Gov. Jim Justice thinks legislation restricting the executive’s emergency powers is an overstep.
“For future governors, I would hope and pray that we don’t strip away their powers to act because you elected them to act,” he said. “From the standpoint of getting 500 different opinions on something, you’ll have a real mess.”
Last week, the House of Delegates unanimously passed two bills that would limit the governor’s authority.
House Bill 2014 asserts the Legislature’s role of approving expenditures even in situations like the recent rounds of federal relief. The bill cites a $100 million limit for the governor’s spending authority during emergencies without legislative approval.
House Bill 2003 would establish a 60-day time limit for emergency declarations unless the Legislature would extend the time. A legislative extension could last 30 days — or the Legislature could remove the declaration.
Lawmakers were divided by an amendment proposed by Delegate Pat McGeehan that simply would have specified that the time limit would apply to the current state of emergency. Delegates eventually voted down the amendment.
McGeehan, when he spoke of the amendment, said the governor shouldn’t take it personally but that he wanted to assure the Legislature was asserting its own oversight powers.
Justice seemed to take umbrage about all that when a West Virginia resident, Rita from West Union, asked him about the emergency powers restrictions during a Town hall event this week.
“I hope and pray we’re not going to get in a food fight over emergency powers and who has the power to do this and that,” Justice said. “I think it is frivolous is the right word to think that a Pat McGeehan if he was sitting in this job could do this job. The same man saying the governor is being a dictator. Are you kidding me? I just want to do the job.”
For almost a year, Justice has been making decisions about the coronavirus pandemic with orders based on his own State of Emergency declaration last March 16 and a section of state code describing the governor’s emergency powers.
The orders cite one of those powers giving the governor the authority “to control ingress and egress to and from a disaster area or an area where large-scale threat exists, the movement of persons within the area and the occupancy of premises therein.”
In other words, Justice has been citing the large-scale threat of the virus to restrict people’s movements. That included a stay-at-home order last spring, the closures and reopenings of schools, restrictions on visits to nursing homes and hospitals, a mandate on facial coverings, crowd limits in restaurants and bars and more.

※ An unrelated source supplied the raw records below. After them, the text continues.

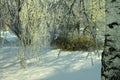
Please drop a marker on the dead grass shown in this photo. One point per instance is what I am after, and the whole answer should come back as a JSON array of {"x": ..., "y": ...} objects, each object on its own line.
[{"x": 73, "y": 44}]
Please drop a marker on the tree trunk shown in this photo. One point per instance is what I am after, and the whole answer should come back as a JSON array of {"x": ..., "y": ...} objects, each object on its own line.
[{"x": 111, "y": 54}]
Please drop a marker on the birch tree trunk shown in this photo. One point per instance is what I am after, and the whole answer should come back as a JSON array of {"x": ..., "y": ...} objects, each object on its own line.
[{"x": 111, "y": 54}]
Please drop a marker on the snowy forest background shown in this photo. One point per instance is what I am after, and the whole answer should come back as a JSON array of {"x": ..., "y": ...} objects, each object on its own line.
[{"x": 33, "y": 30}]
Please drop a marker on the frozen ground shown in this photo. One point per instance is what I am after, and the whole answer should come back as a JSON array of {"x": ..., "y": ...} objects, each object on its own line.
[{"x": 69, "y": 66}]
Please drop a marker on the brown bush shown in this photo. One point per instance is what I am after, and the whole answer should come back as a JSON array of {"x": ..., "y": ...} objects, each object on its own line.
[{"x": 73, "y": 44}]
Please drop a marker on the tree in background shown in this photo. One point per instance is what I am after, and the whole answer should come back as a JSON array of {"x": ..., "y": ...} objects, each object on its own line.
[{"x": 111, "y": 53}]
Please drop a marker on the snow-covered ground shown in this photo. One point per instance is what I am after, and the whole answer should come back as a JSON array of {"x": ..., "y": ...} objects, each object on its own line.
[{"x": 69, "y": 66}]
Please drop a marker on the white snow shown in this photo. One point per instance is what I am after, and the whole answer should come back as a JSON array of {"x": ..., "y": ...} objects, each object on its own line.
[{"x": 69, "y": 66}]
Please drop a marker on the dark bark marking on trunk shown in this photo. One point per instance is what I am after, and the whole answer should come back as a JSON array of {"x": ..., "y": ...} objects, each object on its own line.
[{"x": 111, "y": 25}]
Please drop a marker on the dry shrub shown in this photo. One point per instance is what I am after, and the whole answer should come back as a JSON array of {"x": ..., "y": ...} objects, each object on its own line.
[{"x": 73, "y": 44}]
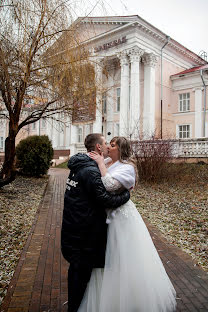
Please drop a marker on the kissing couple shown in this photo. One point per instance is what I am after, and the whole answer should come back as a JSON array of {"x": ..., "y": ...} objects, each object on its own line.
[{"x": 114, "y": 265}]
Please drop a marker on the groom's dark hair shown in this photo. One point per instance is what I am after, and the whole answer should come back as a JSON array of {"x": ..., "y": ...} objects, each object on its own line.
[{"x": 92, "y": 139}]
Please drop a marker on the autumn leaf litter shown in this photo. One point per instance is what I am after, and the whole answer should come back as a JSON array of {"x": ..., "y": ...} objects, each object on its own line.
[{"x": 19, "y": 203}]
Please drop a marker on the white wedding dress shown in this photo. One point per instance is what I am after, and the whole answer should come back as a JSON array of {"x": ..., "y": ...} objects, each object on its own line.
[{"x": 134, "y": 278}]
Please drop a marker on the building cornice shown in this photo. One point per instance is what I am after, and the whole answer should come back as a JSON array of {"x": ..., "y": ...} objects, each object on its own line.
[{"x": 147, "y": 29}]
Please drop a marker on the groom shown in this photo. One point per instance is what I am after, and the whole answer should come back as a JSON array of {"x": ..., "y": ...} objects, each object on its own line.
[{"x": 84, "y": 228}]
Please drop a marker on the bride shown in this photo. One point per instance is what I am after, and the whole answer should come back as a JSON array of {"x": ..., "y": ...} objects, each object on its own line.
[{"x": 134, "y": 278}]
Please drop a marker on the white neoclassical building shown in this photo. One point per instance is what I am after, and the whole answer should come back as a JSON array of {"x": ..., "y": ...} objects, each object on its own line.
[{"x": 147, "y": 83}]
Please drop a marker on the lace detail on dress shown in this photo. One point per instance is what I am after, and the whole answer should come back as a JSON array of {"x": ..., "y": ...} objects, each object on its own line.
[
  {"x": 127, "y": 211},
  {"x": 111, "y": 184}
]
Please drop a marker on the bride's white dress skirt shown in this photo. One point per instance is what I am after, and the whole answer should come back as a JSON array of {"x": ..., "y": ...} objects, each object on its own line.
[{"x": 134, "y": 278}]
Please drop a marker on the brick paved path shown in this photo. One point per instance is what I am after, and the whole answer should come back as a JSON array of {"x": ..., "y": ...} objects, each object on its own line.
[{"x": 40, "y": 279}]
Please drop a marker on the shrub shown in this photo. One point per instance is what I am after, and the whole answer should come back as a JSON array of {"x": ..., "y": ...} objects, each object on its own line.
[
  {"x": 151, "y": 157},
  {"x": 34, "y": 155}
]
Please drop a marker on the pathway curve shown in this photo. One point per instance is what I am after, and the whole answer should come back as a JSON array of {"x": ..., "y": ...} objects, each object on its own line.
[{"x": 40, "y": 280}]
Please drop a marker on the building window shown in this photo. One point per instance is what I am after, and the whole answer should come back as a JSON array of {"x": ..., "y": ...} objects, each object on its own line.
[
  {"x": 43, "y": 123},
  {"x": 184, "y": 102},
  {"x": 118, "y": 99},
  {"x": 1, "y": 142},
  {"x": 104, "y": 103},
  {"x": 184, "y": 131},
  {"x": 80, "y": 135}
]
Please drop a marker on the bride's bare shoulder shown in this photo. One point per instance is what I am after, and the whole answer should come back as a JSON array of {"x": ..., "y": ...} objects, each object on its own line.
[{"x": 107, "y": 161}]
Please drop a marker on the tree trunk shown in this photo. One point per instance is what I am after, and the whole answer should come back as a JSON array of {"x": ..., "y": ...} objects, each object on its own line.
[{"x": 8, "y": 172}]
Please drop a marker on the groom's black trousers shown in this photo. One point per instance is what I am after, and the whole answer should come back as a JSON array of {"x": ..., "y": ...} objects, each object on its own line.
[{"x": 78, "y": 277}]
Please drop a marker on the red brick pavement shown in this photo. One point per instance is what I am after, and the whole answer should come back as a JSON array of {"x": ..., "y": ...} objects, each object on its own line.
[{"x": 40, "y": 279}]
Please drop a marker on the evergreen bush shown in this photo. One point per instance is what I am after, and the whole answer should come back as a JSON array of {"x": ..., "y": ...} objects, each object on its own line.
[{"x": 34, "y": 155}]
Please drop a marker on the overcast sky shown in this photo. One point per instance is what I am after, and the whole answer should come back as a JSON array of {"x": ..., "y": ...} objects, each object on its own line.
[{"x": 183, "y": 20}]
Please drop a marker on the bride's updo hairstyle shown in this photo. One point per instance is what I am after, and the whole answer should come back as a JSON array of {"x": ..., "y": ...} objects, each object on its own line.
[
  {"x": 126, "y": 155},
  {"x": 124, "y": 148}
]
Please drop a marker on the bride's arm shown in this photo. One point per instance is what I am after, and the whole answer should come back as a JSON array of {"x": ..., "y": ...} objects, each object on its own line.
[
  {"x": 109, "y": 182},
  {"x": 100, "y": 161}
]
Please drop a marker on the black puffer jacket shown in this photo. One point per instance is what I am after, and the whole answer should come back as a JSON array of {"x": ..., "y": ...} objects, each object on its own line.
[{"x": 84, "y": 229}]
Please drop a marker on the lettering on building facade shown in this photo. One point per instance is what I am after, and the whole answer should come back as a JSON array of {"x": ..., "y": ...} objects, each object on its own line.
[{"x": 111, "y": 44}]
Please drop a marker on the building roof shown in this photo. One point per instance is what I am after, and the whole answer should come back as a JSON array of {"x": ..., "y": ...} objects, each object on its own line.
[{"x": 191, "y": 70}]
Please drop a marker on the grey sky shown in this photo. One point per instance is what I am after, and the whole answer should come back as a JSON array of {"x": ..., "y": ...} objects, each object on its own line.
[{"x": 184, "y": 20}]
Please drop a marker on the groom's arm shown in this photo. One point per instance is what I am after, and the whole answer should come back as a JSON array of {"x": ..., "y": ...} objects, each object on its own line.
[{"x": 96, "y": 190}]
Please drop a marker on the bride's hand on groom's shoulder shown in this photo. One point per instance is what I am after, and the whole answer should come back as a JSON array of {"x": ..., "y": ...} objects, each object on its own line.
[{"x": 97, "y": 157}]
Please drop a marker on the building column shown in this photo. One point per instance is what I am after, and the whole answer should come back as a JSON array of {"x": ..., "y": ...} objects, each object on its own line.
[
  {"x": 124, "y": 97},
  {"x": 134, "y": 109},
  {"x": 198, "y": 112},
  {"x": 150, "y": 62},
  {"x": 97, "y": 124},
  {"x": 110, "y": 108}
]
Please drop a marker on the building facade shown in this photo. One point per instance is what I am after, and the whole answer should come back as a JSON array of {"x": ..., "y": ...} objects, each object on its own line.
[{"x": 147, "y": 84}]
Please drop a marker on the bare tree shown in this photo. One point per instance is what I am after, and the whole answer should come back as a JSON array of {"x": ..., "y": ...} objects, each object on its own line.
[{"x": 40, "y": 59}]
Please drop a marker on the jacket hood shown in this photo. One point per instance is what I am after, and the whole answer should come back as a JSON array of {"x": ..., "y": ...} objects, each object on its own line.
[{"x": 78, "y": 161}]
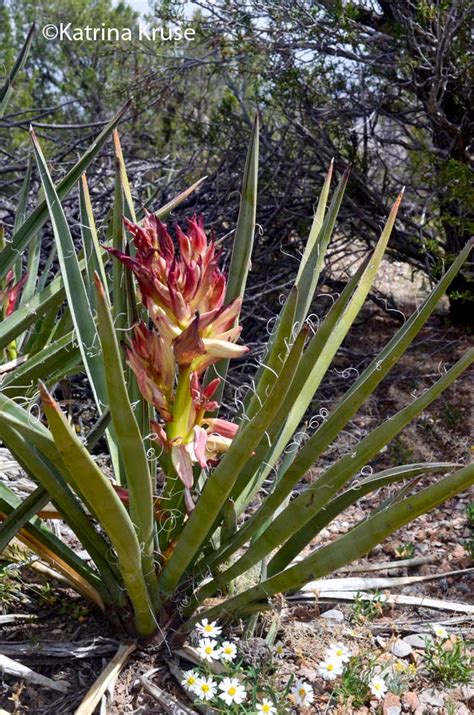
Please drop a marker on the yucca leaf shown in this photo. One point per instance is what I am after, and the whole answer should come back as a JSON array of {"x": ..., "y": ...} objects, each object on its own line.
[
  {"x": 58, "y": 358},
  {"x": 275, "y": 357},
  {"x": 88, "y": 480},
  {"x": 49, "y": 299},
  {"x": 129, "y": 211},
  {"x": 167, "y": 208},
  {"x": 78, "y": 299},
  {"x": 282, "y": 427},
  {"x": 25, "y": 510},
  {"x": 40, "y": 534},
  {"x": 217, "y": 490},
  {"x": 8, "y": 86},
  {"x": 38, "y": 217},
  {"x": 129, "y": 439},
  {"x": 324, "y": 346},
  {"x": 90, "y": 242},
  {"x": 336, "y": 506},
  {"x": 243, "y": 241},
  {"x": 347, "y": 407},
  {"x": 321, "y": 231},
  {"x": 357, "y": 542},
  {"x": 20, "y": 216},
  {"x": 305, "y": 506},
  {"x": 42, "y": 471}
]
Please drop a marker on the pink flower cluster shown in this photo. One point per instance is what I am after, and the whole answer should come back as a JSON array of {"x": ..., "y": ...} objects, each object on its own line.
[{"x": 183, "y": 291}]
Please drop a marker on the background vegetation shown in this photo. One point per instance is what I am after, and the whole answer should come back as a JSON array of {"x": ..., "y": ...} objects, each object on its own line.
[{"x": 384, "y": 86}]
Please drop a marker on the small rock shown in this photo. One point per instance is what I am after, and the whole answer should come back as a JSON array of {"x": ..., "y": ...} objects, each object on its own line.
[
  {"x": 392, "y": 705},
  {"x": 458, "y": 552},
  {"x": 431, "y": 696},
  {"x": 401, "y": 649},
  {"x": 410, "y": 701},
  {"x": 416, "y": 640},
  {"x": 333, "y": 615},
  {"x": 462, "y": 709}
]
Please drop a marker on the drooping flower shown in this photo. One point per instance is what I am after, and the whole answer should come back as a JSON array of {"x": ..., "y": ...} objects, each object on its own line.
[
  {"x": 330, "y": 668},
  {"x": 378, "y": 686},
  {"x": 279, "y": 649},
  {"x": 184, "y": 293},
  {"x": 151, "y": 359},
  {"x": 266, "y": 707},
  {"x": 208, "y": 649},
  {"x": 228, "y": 651},
  {"x": 232, "y": 691},
  {"x": 338, "y": 651},
  {"x": 205, "y": 688},
  {"x": 302, "y": 692},
  {"x": 190, "y": 679},
  {"x": 183, "y": 290},
  {"x": 209, "y": 630}
]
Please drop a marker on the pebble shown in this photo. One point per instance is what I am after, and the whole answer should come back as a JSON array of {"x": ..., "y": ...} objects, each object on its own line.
[
  {"x": 431, "y": 696},
  {"x": 462, "y": 709},
  {"x": 333, "y": 615},
  {"x": 391, "y": 705},
  {"x": 401, "y": 649},
  {"x": 415, "y": 640},
  {"x": 410, "y": 701}
]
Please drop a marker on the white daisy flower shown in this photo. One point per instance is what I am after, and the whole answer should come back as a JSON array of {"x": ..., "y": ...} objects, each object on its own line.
[
  {"x": 279, "y": 649},
  {"x": 208, "y": 630},
  {"x": 266, "y": 707},
  {"x": 209, "y": 649},
  {"x": 378, "y": 686},
  {"x": 232, "y": 691},
  {"x": 329, "y": 669},
  {"x": 228, "y": 651},
  {"x": 302, "y": 692},
  {"x": 439, "y": 631},
  {"x": 190, "y": 679},
  {"x": 338, "y": 652},
  {"x": 205, "y": 688}
]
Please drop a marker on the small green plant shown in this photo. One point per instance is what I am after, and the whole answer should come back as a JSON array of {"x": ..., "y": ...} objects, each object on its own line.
[
  {"x": 448, "y": 661},
  {"x": 405, "y": 550},
  {"x": 10, "y": 587},
  {"x": 452, "y": 415},
  {"x": 353, "y": 687},
  {"x": 366, "y": 608},
  {"x": 400, "y": 677},
  {"x": 469, "y": 543}
]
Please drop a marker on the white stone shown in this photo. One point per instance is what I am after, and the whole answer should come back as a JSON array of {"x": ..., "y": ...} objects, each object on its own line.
[
  {"x": 401, "y": 649},
  {"x": 333, "y": 615},
  {"x": 416, "y": 640}
]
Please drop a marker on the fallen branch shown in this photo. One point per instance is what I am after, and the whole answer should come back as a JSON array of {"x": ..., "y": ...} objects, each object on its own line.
[
  {"x": 18, "y": 670},
  {"x": 390, "y": 599},
  {"x": 357, "y": 583},
  {"x": 96, "y": 691},
  {"x": 169, "y": 703},
  {"x": 87, "y": 648}
]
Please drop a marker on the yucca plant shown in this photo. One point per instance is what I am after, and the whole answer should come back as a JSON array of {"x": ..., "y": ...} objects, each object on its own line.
[{"x": 165, "y": 535}]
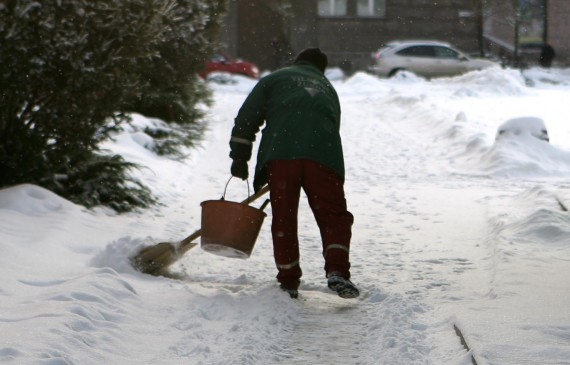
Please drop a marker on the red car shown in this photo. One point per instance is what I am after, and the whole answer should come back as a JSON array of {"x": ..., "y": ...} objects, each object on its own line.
[{"x": 222, "y": 63}]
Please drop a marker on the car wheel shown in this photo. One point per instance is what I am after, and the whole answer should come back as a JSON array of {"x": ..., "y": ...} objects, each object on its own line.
[{"x": 395, "y": 71}]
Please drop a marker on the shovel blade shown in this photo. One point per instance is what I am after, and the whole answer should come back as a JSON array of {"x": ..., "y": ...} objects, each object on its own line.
[{"x": 154, "y": 260}]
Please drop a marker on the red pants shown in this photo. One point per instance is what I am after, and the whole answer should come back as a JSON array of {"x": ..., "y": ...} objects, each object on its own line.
[{"x": 325, "y": 193}]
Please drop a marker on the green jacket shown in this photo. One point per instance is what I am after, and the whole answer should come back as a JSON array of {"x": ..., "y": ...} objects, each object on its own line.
[{"x": 302, "y": 114}]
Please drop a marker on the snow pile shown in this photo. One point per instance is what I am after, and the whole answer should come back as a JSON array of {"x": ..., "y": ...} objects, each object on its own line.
[{"x": 459, "y": 234}]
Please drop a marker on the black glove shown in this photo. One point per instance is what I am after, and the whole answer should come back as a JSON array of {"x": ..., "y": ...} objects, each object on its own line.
[{"x": 239, "y": 169}]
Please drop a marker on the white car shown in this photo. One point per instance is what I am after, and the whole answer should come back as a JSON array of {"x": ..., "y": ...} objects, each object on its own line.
[{"x": 424, "y": 58}]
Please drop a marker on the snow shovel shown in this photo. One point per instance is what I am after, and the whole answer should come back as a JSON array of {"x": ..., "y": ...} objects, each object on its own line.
[{"x": 155, "y": 260}]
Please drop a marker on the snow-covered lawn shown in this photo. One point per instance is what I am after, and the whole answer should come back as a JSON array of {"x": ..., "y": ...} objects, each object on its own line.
[{"x": 461, "y": 240}]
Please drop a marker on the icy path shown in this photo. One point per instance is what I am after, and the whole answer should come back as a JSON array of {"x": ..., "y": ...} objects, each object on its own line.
[{"x": 394, "y": 321}]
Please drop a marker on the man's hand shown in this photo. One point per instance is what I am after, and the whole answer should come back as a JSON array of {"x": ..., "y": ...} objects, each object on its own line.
[{"x": 239, "y": 169}]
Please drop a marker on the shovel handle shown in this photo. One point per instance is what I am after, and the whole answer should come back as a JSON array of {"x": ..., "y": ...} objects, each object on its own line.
[{"x": 186, "y": 244}]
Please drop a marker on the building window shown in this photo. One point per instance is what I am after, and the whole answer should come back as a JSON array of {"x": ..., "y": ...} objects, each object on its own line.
[
  {"x": 531, "y": 27},
  {"x": 332, "y": 7},
  {"x": 371, "y": 8}
]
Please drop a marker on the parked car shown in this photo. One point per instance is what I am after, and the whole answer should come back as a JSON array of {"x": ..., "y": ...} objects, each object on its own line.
[
  {"x": 424, "y": 58},
  {"x": 223, "y": 63}
]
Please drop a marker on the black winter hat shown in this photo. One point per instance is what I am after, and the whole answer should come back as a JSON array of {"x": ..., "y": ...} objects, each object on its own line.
[{"x": 315, "y": 56}]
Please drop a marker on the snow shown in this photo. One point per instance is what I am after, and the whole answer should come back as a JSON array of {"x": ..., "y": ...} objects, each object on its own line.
[{"x": 458, "y": 234}]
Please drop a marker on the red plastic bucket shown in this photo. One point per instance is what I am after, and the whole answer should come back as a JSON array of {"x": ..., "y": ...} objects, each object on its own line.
[{"x": 230, "y": 229}]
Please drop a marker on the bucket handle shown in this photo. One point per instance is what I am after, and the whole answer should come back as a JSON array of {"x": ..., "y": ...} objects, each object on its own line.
[{"x": 248, "y": 192}]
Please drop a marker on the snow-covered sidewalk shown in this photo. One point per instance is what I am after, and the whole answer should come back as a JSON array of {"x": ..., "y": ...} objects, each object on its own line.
[{"x": 455, "y": 234}]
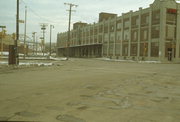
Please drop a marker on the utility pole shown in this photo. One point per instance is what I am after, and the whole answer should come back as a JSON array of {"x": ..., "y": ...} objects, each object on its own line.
[
  {"x": 34, "y": 38},
  {"x": 36, "y": 45},
  {"x": 69, "y": 26},
  {"x": 17, "y": 35},
  {"x": 25, "y": 32},
  {"x": 2, "y": 40},
  {"x": 43, "y": 28},
  {"x": 51, "y": 26}
]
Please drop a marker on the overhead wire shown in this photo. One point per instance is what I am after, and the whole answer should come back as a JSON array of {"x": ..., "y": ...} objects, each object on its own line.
[{"x": 37, "y": 15}]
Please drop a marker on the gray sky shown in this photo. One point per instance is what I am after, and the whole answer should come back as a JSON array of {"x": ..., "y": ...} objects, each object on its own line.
[{"x": 54, "y": 12}]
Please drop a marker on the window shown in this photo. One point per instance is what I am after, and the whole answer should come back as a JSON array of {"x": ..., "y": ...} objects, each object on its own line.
[
  {"x": 155, "y": 32},
  {"x": 119, "y": 25}
]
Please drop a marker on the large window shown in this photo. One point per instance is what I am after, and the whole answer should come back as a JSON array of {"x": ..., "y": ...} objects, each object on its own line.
[
  {"x": 133, "y": 49},
  {"x": 155, "y": 49},
  {"x": 156, "y": 17},
  {"x": 155, "y": 32}
]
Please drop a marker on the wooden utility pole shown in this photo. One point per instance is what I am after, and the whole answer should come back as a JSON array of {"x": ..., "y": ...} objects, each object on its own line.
[
  {"x": 3, "y": 33},
  {"x": 34, "y": 39},
  {"x": 51, "y": 26},
  {"x": 25, "y": 32},
  {"x": 43, "y": 28},
  {"x": 17, "y": 36},
  {"x": 69, "y": 26}
]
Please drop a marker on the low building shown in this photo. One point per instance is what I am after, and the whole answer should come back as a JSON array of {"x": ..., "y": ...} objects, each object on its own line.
[{"x": 147, "y": 34}]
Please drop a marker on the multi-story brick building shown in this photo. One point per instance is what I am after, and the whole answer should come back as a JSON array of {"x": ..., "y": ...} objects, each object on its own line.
[{"x": 147, "y": 34}]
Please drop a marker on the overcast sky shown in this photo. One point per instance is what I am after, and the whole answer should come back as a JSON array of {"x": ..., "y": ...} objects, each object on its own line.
[{"x": 54, "y": 12}]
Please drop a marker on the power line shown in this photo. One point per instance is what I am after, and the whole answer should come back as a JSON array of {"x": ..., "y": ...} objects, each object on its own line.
[{"x": 36, "y": 14}]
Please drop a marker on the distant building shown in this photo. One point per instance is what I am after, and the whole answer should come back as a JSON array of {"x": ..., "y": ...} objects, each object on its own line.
[{"x": 147, "y": 34}]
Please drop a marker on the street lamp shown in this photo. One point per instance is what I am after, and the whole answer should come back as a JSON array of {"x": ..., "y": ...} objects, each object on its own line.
[{"x": 51, "y": 27}]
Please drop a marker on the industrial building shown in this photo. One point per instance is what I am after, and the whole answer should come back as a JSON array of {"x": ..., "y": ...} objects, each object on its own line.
[{"x": 152, "y": 33}]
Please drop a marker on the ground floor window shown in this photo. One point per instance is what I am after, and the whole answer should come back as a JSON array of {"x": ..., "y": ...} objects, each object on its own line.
[
  {"x": 125, "y": 49},
  {"x": 144, "y": 49},
  {"x": 155, "y": 49}
]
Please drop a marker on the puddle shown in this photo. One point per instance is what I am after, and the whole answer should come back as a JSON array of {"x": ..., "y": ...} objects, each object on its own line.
[
  {"x": 55, "y": 108},
  {"x": 4, "y": 118},
  {"x": 69, "y": 118},
  {"x": 83, "y": 108}
]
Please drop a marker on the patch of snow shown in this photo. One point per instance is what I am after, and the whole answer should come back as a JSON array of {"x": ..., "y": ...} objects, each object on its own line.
[
  {"x": 153, "y": 62},
  {"x": 58, "y": 59},
  {"x": 29, "y": 64}
]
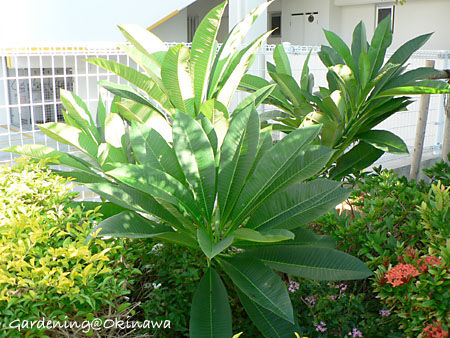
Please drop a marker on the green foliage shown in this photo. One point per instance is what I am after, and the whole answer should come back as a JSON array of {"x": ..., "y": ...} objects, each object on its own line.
[
  {"x": 183, "y": 79},
  {"x": 206, "y": 181},
  {"x": 401, "y": 229},
  {"x": 170, "y": 274},
  {"x": 46, "y": 268},
  {"x": 337, "y": 309},
  {"x": 363, "y": 90},
  {"x": 253, "y": 227},
  {"x": 439, "y": 172}
]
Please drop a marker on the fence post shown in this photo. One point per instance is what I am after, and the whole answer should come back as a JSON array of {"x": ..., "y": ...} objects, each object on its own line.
[
  {"x": 446, "y": 138},
  {"x": 420, "y": 130}
]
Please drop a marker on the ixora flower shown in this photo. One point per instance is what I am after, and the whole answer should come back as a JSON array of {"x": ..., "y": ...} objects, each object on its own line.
[
  {"x": 401, "y": 274},
  {"x": 424, "y": 262},
  {"x": 435, "y": 330}
]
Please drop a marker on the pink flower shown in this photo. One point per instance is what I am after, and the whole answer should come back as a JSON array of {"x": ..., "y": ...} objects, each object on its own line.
[{"x": 435, "y": 331}]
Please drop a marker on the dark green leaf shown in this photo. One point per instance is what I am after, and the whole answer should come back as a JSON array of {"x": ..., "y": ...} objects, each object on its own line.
[{"x": 210, "y": 311}]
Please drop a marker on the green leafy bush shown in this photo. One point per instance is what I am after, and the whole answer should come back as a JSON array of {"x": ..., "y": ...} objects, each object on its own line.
[
  {"x": 439, "y": 172},
  {"x": 382, "y": 215},
  {"x": 340, "y": 310},
  {"x": 417, "y": 284},
  {"x": 46, "y": 268},
  {"x": 167, "y": 284},
  {"x": 401, "y": 229}
]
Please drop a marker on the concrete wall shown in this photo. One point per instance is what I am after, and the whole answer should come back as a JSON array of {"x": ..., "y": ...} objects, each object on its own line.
[
  {"x": 410, "y": 20},
  {"x": 414, "y": 18},
  {"x": 174, "y": 29},
  {"x": 31, "y": 21},
  {"x": 201, "y": 7}
]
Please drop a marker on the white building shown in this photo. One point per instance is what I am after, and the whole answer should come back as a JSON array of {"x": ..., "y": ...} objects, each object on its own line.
[{"x": 43, "y": 45}]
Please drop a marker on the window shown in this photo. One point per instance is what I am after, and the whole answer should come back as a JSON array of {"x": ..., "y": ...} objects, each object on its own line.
[
  {"x": 37, "y": 92},
  {"x": 383, "y": 12},
  {"x": 275, "y": 23}
]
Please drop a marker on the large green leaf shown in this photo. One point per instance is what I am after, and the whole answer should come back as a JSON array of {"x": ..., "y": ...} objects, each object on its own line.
[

Legislators have been talking about imposing restrictions on the governor’s emergency powers for months and finally are voting on bills during the annual regular session.
Justice thinks involving the many voices of the Legislature to an emergency situation could be a mistake.
“From the standpoint of them taking away my authority, I could care less about that,” he said. “But we have done the job. We have done exactly what we were supposed to do. We’ve done the job for our health and safety, and we’ve done the job in looking after our economy in every way.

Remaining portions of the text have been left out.